Since my last post way back in April, so much has gone on in my life that I have simply NOT been working, thinking, or even dreaming about genealogy. Which is sad because for the past 20 years of my life it has been such a huge part of who I am and what I enjoy. But sometimes life kind of takes over and you have to set things aside for awhile.

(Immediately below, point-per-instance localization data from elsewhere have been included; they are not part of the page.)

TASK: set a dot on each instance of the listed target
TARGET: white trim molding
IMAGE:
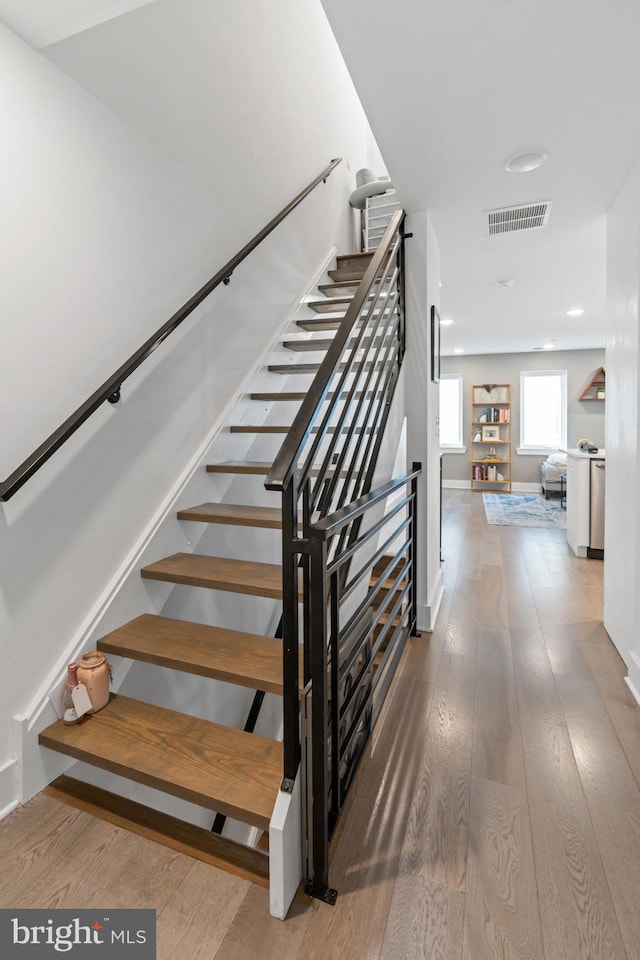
(9, 797)
(428, 612)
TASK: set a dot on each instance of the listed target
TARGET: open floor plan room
(497, 813)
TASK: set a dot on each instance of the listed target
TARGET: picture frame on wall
(435, 345)
(490, 433)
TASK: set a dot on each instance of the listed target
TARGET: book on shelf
(488, 473)
(495, 415)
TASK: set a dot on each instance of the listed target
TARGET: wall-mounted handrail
(286, 460)
(110, 389)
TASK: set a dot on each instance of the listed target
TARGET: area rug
(523, 510)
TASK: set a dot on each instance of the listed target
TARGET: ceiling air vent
(509, 219)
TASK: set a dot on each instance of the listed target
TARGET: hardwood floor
(496, 815)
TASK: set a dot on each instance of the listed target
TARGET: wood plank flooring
(496, 815)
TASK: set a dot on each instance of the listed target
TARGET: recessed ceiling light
(524, 161)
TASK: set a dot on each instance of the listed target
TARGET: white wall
(103, 236)
(422, 405)
(622, 537)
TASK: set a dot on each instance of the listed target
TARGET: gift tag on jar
(81, 701)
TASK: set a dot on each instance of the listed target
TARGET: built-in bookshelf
(491, 437)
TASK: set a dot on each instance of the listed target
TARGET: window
(451, 410)
(543, 410)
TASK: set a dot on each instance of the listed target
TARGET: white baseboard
(285, 850)
(36, 767)
(428, 612)
(9, 797)
(515, 487)
(633, 678)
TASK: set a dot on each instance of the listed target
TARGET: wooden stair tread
(250, 863)
(236, 514)
(226, 770)
(247, 659)
(287, 397)
(356, 261)
(218, 573)
(335, 305)
(257, 428)
(308, 346)
(319, 323)
(286, 368)
(346, 276)
(253, 467)
(339, 287)
(322, 343)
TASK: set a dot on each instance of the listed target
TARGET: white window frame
(455, 447)
(530, 450)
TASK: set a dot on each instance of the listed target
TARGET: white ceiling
(41, 22)
(451, 90)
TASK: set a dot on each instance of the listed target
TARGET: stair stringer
(126, 595)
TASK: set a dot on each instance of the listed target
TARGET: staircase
(228, 771)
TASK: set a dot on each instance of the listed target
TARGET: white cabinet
(578, 499)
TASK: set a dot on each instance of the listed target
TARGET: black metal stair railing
(324, 467)
(362, 611)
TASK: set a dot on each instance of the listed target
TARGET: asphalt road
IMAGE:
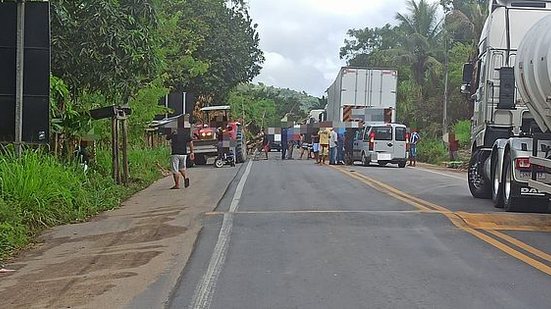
(290, 234)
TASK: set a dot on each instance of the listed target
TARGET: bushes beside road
(38, 191)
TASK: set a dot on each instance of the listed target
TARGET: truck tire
(189, 162)
(200, 159)
(240, 148)
(510, 203)
(479, 185)
(497, 186)
(365, 162)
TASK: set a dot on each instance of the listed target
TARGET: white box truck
(363, 94)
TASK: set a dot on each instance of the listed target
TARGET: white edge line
(439, 173)
(203, 295)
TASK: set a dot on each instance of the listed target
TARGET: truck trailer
(510, 85)
(362, 94)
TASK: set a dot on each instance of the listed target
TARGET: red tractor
(206, 135)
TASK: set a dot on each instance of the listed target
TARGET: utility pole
(446, 97)
(20, 54)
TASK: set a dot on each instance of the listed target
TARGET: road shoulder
(119, 255)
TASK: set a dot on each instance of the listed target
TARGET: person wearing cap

The worst part about the past six months is I had to make the painful decision to put my faithful cat Tucker to sleep after he was diagnosed with cancer. He lived with me for almost 14 years and was my dance partner, cuddly kitty, and generally a sweet loving companion. When I first brought him home he thought the wall to wall carpet was heaven and he would lie down anywhere and nap. He learned how to ring a bell to be let out to have an adventure in the backyard. He used to catch my enthusiasm when a good song came on the radio and would jump into my arms to dance with me. He never learned to meow but would walk around the house saying “Uh Huh?” He could sit on command. He was a black cat with long fangs that would show especially when he was happy. He loved everyone and was unafraid of people. He was my Monkey Boy, my Tucky-Wucker the Lucky F’er, my love. He has gone on to the big backyard in the sky, where I hope his friends Blackjack, Harry, and Uncle Scooter have welcomed him with open paws. Perhaps he’s even met my childhood companions Spooky and Peppy the Poodle.
His life-long companion Violet, and his new friend Cece, miss him. Each cat is different and neither of these cats will replace Tucker, but then again Tucker would never replace either of them either. I know Violet misses him especially because she has made a point to cuddle with me when in the past she usually been a very independent cat.
Winter approaches and I’ll be back to my research and dreaming about my ancestors lives and experiences. But for now I choose to honor the memory of my Tucker by a few more weeks of silence.
Tucker got one last stroll in the backyard the day before he passed and I still think his spirit is within the catnip patch he loved so much. I hold onto that memory and I will miss him for the rest of my days.